"Late this afternoon, I met with FBI Director James Comey and career prosecutors and agents who conducted the investigation of Secretary Hillary Clinton's use of a personal email system during her time as secretary of state," Lynch said in a statement.
"I received and accepted their unanimous recommendation that the thorough, year-long investigation be closed and that no charges be brought against any individuals within the scope of the investigation," she said.
Clinton's campaign quickly welcomed the news.
"With the AG accepting Director Comey's recommendation, this case is resolved, no matter Republicans' attempts to continue playing politics," campaign spokesman Brian Fallon tweeted.
Republican National Committee Chairman Reince Priebus called the decision "a slap in the face to the many Americans entrusted with classified information who play by the rules and those who have been punished for lesser offenses."
"Those who have mishandled classified information have had their security clearances revoked, lost their jobs, faced fines, and even been sent to prison, yet Hillary Clinton is being allowed to play by a different set of rules," he said in a statement. "By so blatantly putting its political interests ahead of the rule of law, the Obama Administration is only further eroding the public's faith in a government they no longer believe is on their side."
Lynch's announcement comes the day after Comey said in a news conference that he wasn't recommending charges against Clinton -- even as he slammed her as behavior "extremely careless."

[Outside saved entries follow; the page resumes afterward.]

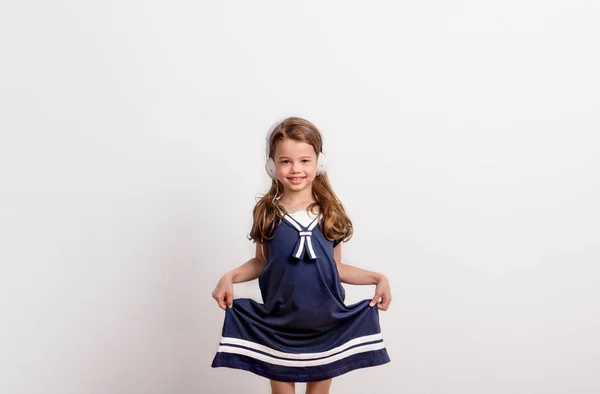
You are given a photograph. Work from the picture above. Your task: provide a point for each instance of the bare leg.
(320, 387)
(278, 387)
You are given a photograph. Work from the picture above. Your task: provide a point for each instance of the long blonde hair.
(268, 214)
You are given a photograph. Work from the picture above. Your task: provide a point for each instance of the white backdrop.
(463, 140)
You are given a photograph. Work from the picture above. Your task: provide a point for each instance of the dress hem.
(302, 378)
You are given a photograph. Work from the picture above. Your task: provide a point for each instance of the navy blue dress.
(303, 331)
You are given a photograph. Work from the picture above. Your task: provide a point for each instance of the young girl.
(303, 332)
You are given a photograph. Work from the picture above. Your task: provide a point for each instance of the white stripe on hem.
(300, 356)
(301, 363)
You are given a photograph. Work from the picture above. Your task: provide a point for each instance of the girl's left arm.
(357, 276)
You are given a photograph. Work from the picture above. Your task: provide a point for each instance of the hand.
(382, 290)
(223, 292)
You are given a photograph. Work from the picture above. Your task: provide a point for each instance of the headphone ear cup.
(271, 170)
(321, 164)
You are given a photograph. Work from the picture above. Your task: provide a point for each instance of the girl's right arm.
(250, 270)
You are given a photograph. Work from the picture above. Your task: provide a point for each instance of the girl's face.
(296, 164)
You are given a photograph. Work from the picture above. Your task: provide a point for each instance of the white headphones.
(270, 163)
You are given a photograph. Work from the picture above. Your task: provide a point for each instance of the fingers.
(385, 303)
(229, 299)
(375, 300)
(221, 300)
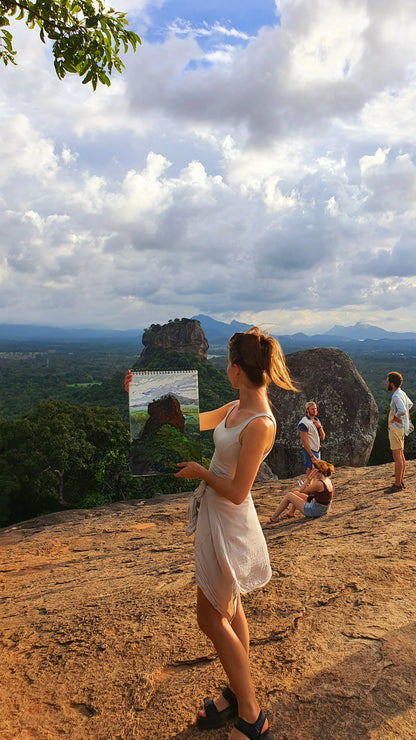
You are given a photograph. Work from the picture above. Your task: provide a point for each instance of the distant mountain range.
(359, 336)
(218, 332)
(34, 333)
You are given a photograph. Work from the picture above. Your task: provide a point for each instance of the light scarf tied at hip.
(193, 507)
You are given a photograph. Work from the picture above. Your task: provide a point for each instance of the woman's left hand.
(190, 470)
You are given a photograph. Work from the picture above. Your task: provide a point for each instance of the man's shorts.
(307, 460)
(396, 438)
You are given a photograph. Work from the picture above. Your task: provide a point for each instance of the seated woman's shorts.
(313, 509)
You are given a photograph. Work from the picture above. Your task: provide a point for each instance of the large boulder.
(346, 408)
(180, 335)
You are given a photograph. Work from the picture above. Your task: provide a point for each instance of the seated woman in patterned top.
(314, 498)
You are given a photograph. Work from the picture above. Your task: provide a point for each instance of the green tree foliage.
(61, 456)
(86, 39)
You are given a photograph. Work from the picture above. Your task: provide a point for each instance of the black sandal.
(213, 718)
(253, 731)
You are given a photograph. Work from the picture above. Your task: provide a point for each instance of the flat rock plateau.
(99, 638)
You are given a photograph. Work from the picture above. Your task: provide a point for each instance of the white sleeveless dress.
(230, 550)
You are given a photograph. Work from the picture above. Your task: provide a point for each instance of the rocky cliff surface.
(99, 638)
(184, 335)
(346, 409)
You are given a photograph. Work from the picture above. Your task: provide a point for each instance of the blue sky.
(255, 161)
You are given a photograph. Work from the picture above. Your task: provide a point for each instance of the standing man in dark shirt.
(311, 435)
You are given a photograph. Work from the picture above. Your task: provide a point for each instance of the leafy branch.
(86, 39)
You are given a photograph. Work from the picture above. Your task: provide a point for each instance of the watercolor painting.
(164, 420)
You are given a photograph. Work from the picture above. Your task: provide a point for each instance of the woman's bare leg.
(297, 499)
(231, 643)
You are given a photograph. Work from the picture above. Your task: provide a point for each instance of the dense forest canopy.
(64, 430)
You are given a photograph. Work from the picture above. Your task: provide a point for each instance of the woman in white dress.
(230, 550)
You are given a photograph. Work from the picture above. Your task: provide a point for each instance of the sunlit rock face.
(184, 335)
(346, 408)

He also directly contradicted Clinton's repeated claims that she never sent or received classified information over that private email server.
"Although we did not find clear evidence that Secretary Clinton or her colleagues intended to violate laws governing the handling of classified information, there is evidence that they were extremely careless in their handling of very sensitive, highly classified information," Comey said.
Comey's decision was met with sharp criticism from Republicans, with a House committee pulling Comey in for a hearing on his decision set for Thursday.
Lynch, too, has come under scrutiny after meeting one-on-one
with former President Bill Clinton at a Phoenix airport last week.
The decision by Lynch brings to an end the legal concern for Clinton -- but doesn't end the political threat of an email scandal that has dogged her campaign from its outset.
It's all provided fresh political fodder for presumptive Republican nominee Donald Trump, who bashed Clinton and complained of a "rigged system" -- on Tuesday in North Carolina.
"Whats going on is very big ... for Bill Clinton to go to the plane, then to have what happened ... Everybody thought based on what was being said she was guilty. She was guilty. And it turned out that, 'We're not going to press charges.' It's really amazing," he said at a campaign rally.